Either way, the drive was silent, and the silence very nearly lulled Nick to sleep. Good thing he’d given the driver the address beforehand. When the car slowed to a gentle stop in Angel, Nick snapped out of a half-dreaming state, wondering how the hell they’d gotten here already.
He slipped out of the car and exchanged brief, strictly business pleasantries with the driver, and then waited for the man to depart before he started home. Not that the driver would be interested in where he lived, but it was a habit on the rare occasion when a client—or a client’s employee—drove him back to his own neighbourhood.
While he walked, he sent a brief text to the powers-that-be at Market Garden, letting them know he’d made it home and had been paid properly. When he returned to work on Tuesday, he’d give the boss the required cut; Nick had been with the Garden long enough and earned them enough money that Frank was willing to let him slide on the whole “we get paid before you go home” rule.

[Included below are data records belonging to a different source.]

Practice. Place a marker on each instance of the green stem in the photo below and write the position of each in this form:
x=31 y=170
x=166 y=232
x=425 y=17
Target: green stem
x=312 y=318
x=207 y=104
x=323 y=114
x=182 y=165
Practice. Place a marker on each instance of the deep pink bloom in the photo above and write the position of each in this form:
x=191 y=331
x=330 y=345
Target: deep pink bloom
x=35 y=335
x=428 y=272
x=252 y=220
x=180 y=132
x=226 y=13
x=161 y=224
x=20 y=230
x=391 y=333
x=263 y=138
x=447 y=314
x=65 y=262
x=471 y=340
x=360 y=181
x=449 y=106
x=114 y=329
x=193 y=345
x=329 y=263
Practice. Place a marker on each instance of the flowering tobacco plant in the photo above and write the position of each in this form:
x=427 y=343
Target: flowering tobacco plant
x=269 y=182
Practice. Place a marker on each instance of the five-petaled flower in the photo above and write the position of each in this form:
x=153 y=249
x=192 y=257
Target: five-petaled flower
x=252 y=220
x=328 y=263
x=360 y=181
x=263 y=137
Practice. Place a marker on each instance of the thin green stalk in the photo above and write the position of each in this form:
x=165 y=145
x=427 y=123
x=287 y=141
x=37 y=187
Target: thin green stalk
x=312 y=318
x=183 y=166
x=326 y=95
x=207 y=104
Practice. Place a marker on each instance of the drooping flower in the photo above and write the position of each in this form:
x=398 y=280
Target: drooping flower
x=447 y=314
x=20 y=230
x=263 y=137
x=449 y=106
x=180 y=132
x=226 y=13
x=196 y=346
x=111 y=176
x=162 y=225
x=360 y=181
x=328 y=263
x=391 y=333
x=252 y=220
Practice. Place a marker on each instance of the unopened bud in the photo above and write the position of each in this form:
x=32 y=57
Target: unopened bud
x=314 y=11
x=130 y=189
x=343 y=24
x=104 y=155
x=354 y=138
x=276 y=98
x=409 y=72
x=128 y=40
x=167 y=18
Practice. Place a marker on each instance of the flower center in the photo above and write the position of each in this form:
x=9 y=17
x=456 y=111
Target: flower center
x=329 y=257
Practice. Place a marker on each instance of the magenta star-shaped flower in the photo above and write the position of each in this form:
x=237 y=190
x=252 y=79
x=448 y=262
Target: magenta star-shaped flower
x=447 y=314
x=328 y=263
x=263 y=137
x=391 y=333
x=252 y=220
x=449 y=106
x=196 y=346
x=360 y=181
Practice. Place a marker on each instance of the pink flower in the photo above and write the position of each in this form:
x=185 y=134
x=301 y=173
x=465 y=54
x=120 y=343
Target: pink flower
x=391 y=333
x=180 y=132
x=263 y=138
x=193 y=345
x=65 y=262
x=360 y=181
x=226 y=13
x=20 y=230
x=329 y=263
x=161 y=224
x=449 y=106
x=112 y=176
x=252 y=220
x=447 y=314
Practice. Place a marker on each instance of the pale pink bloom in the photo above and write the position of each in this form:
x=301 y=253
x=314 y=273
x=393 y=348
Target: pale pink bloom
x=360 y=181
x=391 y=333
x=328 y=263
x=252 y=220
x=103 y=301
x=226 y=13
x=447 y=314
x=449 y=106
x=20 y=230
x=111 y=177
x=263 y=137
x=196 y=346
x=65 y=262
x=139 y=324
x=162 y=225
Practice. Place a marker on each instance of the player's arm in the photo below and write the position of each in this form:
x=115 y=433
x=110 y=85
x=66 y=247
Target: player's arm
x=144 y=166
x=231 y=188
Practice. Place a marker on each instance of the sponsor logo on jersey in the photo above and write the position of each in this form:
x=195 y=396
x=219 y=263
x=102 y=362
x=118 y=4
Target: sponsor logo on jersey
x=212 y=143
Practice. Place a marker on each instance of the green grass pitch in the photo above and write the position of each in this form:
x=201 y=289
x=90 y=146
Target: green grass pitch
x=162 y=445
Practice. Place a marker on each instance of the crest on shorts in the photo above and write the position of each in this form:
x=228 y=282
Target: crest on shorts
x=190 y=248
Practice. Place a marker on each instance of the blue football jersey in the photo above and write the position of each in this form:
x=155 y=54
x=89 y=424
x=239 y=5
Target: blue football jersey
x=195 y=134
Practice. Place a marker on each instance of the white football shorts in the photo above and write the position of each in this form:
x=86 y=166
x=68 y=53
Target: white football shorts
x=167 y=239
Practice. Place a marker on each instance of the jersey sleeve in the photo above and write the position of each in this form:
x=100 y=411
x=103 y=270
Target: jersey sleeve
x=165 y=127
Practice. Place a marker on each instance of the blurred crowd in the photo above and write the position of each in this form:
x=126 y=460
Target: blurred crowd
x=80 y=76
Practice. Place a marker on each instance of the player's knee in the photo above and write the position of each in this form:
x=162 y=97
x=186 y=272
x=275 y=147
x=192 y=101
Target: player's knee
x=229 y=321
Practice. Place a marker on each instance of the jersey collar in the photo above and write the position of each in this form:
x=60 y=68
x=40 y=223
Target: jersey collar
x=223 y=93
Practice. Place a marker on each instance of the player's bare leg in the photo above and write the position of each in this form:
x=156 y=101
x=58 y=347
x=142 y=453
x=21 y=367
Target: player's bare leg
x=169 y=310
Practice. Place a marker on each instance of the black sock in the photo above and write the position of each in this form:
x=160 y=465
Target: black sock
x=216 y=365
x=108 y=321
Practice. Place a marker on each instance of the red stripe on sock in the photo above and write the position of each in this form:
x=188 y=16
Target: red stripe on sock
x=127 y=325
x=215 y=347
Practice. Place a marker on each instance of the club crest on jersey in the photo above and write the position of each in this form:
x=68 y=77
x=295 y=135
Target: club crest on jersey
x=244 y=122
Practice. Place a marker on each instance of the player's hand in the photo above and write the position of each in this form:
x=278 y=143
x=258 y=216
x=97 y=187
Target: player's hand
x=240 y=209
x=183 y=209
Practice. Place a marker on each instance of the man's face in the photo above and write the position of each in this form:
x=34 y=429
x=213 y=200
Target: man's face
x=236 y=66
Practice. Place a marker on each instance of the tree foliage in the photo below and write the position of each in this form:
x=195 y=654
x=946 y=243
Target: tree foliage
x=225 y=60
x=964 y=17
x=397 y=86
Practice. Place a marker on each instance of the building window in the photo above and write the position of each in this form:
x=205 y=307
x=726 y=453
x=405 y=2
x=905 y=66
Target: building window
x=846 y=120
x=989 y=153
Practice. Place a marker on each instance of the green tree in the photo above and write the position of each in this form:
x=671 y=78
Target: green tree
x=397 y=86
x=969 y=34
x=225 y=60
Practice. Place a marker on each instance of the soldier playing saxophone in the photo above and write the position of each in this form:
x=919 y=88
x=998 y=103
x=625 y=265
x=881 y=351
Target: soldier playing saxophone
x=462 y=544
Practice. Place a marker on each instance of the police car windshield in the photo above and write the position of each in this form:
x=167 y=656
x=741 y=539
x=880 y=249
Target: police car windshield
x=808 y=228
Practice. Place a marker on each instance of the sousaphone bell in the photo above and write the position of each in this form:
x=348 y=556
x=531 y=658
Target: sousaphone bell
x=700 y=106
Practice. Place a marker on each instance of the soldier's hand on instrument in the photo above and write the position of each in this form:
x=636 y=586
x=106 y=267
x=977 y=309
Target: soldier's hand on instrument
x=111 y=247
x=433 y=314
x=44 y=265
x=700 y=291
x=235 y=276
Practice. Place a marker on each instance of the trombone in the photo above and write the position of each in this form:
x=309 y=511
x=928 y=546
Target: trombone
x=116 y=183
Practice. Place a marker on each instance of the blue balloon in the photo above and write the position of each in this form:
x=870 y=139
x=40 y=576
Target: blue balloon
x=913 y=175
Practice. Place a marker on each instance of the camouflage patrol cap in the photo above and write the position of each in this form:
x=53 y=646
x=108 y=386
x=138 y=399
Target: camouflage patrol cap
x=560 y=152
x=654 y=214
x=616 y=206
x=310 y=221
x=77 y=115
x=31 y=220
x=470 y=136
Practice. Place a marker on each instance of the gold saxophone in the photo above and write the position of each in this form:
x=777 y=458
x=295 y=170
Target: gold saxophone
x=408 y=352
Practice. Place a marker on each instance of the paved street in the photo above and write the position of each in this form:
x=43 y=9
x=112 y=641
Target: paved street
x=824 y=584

He keyed himself into his flat and went straight into the bathroom for another shower. He’d just taken one at Red Tie’s house, in a shower three times the size of his entire bathroom, but that had just been to wake himself up. He always had to take another when he got home. He didn’t take his work to bed with him, and he wanted every last molecule off his skin before he crashed for the next few hours. It wasn’t that his job disgusted him; he just wanted it as far removed from his private life and his home as it could be.
Except now my private life is creeping into my work life.
He exhaled and let his head fall forward as the hot water rushed over him. This was just a temporary thing. Part of settling into the closest thing he’d had to a relationship since well before he’d started stripping, never mind topping, for a living.
Spencer was on his mind a lot these days. When he was trying to sleep. When he did chores around the house or was supposed to be studying for uni. When he was on his way to and from work. During the lulls when he was waiting for someone like Red Tie to come strolling in through Market Garden’s front door.
So was it really that surprising to have Spencer on his mind while he was working?
Probably not. But it did make his job more difficult, that was for sure. A mate of his with an office job had told Nick that when he’d first started dating his now-fiancée, he’d get so distracted he couldn’t get a thing done. He’d even admitted he’d sometimes locked himself in the stationery room and jerked off just so he could relieve the tension in order to focus on his work.